Product Management Archives | Life Around Data

Over-the-Wall Data Science and How to Avoid Its Pitfalls

Sergei Izrailev — Sat, 03 Nov 2018 13:27:24 +0000

Over-the-wall data science is a common organizational pattern for deploying data science team output to production systems. A data scientist develops an algorithm, a model, or a machine learning pipeline, and then an engineer, often from another team, is responsible for putting the data scientist’s code in production.

Such a pattern of development attempts to solve for the following:

Quality: We want production code to be of high quality and maintained by engineering teams. Since most data scientists are not great software engineers, they are not expected to write end-to-end production-quality code.
Resource Allocation: Building and maintaining production systems requires special expertise, and data scientists can contribute more value solving problems for which they were trained rather than spend the time acquiring such expertise.
Skills: The programming language used in production may be different from what the data scientist is normally using.

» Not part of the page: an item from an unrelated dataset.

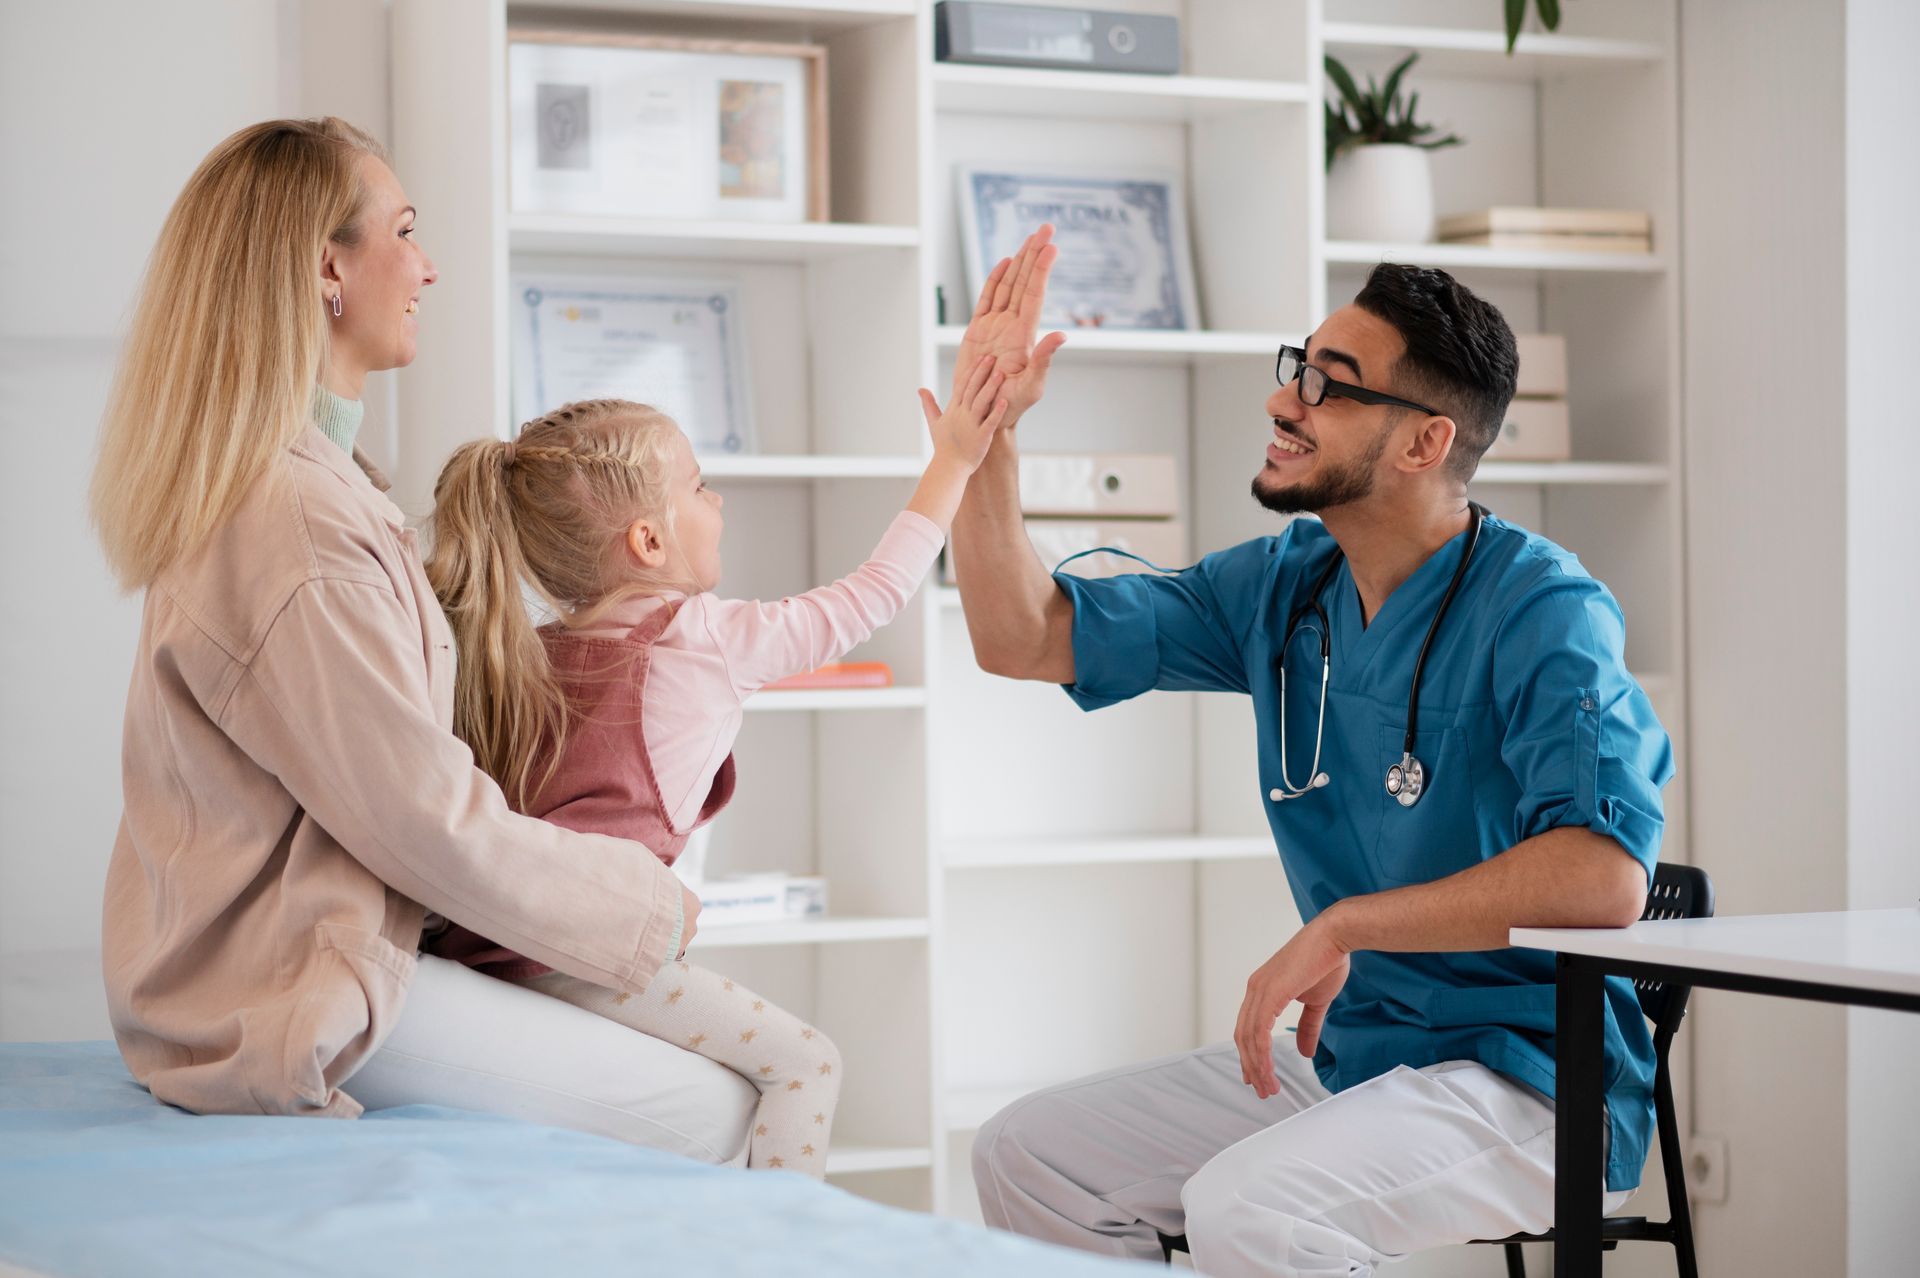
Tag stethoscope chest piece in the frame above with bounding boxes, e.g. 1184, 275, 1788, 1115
1385, 752, 1426, 808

However, there are numerous pitfalls in the over-the-wall development pattern that can be avoided with proper planning and resourcing.

What is over-the-wall data science?

A data scientist writes some code and spends a lot of time to get it to behave correctly. For example, the code may assemble data in a certain way and build a machine learning model that performs well on test data. Getting to this point is where data scientists spend most of their time iterating over the code and the data. The work product could be a set of scripts, or a Jupyter or RStudio notebook containing code snippets, documentation, and reproducible test results. In the extreme, the data scientist produces a document detailing the algorithm, using mathematical formulas and references to library calls, and doesn’t even give any code to the engineering team.

At this point, the code is thrown over the wall to Engineering.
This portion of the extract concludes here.